A STORY WITH NO MOREL
A Widow Bit – April 11, 2010
By Mary Koch

            I don’t know how many books I read aloud to my husband during his years of disability. Countless many, but never enough. I continually find books I wish I could’ve read to him.

            With every page of “Driftless,” a novel by David Rhodes, I ached to be reading aloud to John. Rhodes’ true-life story is as dramatic as any fiction he dreams up for his novels. He was an up-and-coming writer in the 1970s when a motorcycle accident left him paralyzed from the chest down. “Driftless” was published in 2008 after a 30-year silence.

            Rhodes is the kind of writer who touches the common cord. You recognize yourself in his characters; the events in his story could be part of your own history. Despite Rhodes’ paralysis, “Driftless” is not about disability but about relationships. Yet there’s particular authority in his account of the relationship between two sisters, one physically disabled, the other her caregiver.

            “The fragile balance between full-time caregivers and full-time care receivers … required more deep-breathing concentration than most people were capable of,” Rhodes writes. I took a remembered breath, deeply, as I read that. And I could not deny the naked truth of this passage:

            “Not that Olivia [the disabled sister] had any complaints about Violet’s [the caregiver] supervision of her medications and foods, which was quite conscientious and competent in a slightly dictatorial and fascist way.” Guilty as charged. John, who patiently tolerated my “slightly” fascist care, would have laughed aloud.

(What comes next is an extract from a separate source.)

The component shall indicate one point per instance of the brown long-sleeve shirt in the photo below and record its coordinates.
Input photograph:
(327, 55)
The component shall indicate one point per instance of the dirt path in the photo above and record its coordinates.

            The chapter that would have touched him to the core, however, begins: “Not everyone could find morel mushrooms. It was hard to know where and when to look for them, and this unpredictability lent to the fungi an allure of mystery.” What follows is an eloquent, insightful two-page essay on the pathology known as morel hunting.

            Rhodes affirms what I already knew. For some people, my late husband among them, morel mushrooms are a passion, part of their DNA, at the core of their belief structure, a testimony of faith, a raison d’etre. Stories about John’s morel instincts are legion. My favorite: the time we were driving on a forest road about 20 mph when he declared, “I saw a morel back there.” It was fall. Morels are spring mushrooms. I scoffed. John put the car in reverse, hopped out, hiked in about 20 yards and returned with a healthy, four-inch morel.

            So on Easter Sunday afternoon, I sat alone at John’s gravestone and read, as a soliloquy, Rhodes’ passage about morels. No, I wasn’t deluded into thinking John was “there,” listening to me. I can’t say why it seemed the right thing to do, why it afforded such comfort. Maybe I was expressing my own belief in resurrection – a belief I do not understand and certainly cannot articulate.

            Someone else’s crystalline words about mushroom hunting were as close as I could come, especially when raindrops began to fall gently on the page – the spring rain that provokes morel spores into action.